UX checklist for production RAG
Offline (pre‑release)
-
Answers include source citations with human‑readable titles.
-
Citation click opens the exact passage (anchor or highlight).
-
Clear “last updated” timestamp for time‑sensitive topics.
-
Graceful fallback templates for low confidence or missing data.
-
Red‑team prompts for PII, harassment, self‑harm, medical/legal advice; ensure deflection copy is approved.
Online (post‑release)
-
Live counters: bad‑answer alerts, missing citation alerts, P95 latency, cost per answer.
-
One‑click “report an issue” with trace ID; route to triage.
-
A/B or interleaving harness with opt‑out for users.
-
Session persistence: keep context across follow‑ups with visible summary toggle.

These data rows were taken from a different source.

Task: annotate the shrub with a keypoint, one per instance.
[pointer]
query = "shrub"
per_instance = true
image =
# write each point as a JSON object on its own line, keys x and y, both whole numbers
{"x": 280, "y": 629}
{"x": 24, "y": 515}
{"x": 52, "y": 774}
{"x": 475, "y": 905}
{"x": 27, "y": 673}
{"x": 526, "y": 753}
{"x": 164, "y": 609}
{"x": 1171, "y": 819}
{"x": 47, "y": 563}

Operating cadence and governance
-
Weekly: review drift in query mix; refresh 10–20 golden items targeting new intents.
-
Biweekly: rotate a canary model or reranker behind Gate 4 with hard rollback criteria.
-
Monthly: full retriever re‑index; re‑baseline LangSmith/RAGAS/TruLens/Promptfoo runs; publish a one‑page report to stakeholders.
-
Quarterly: rubric recalibration with human adjudication; archive stale items.
Troubleshooting playbook
-
High recall@k, low faithfulness: your generator is over‑abstracting; add stricter answer templates and larger citation k.
-
Low recall@k, decent faithfulness: your retriever misses; fix chunking, add reranking, or expand index coverage.
-
Good offline, poor online: environment drift; verify feature flags, prompt versions, and context window truncation.
-
Spiky latency/cost: add adaptive routing (cheap model for easy intents) and early‑exit heuristics.
Implementation notes for schema and metadata
-
dateModified: 2025-10-17 (ISO 8601 recommended in your page template)
-
FAQPage: expose Q/A below as schema.org FAQ entries in your site layer
-
Article: include headline, author, datePublished, dateModified, about (RAG evaluation), and about mentions (LangSmith, RAGAS, TruLens, Promptfoo)
FAQ
Q: How big should my first golden set be? A: 150–300 items covering top intents, edge cases, and time‑sensitive queries. Grow as coverage expands.
Q: Should I use multiple judges? A: Yes. Keep one primary judge prompt/model for comparability; sample a second judge and humans on disagreements.
Q: What’s a good starting threshold for faithfulness? A: 0.80 on offline gates, with zero‑tolerance for fabricated citations. Tighten as you mature.
Q: How often do I refresh my index and golden set? A: Re‑index monthly (or on material content changes). Refresh 10–20 golden items weekly and fully re‑baseline monthly.
Q: Where do safety checks live—offline or online? A: Both. Run abuse/PII probes offline each change set and monitor a live canary list online with alerting and rollback.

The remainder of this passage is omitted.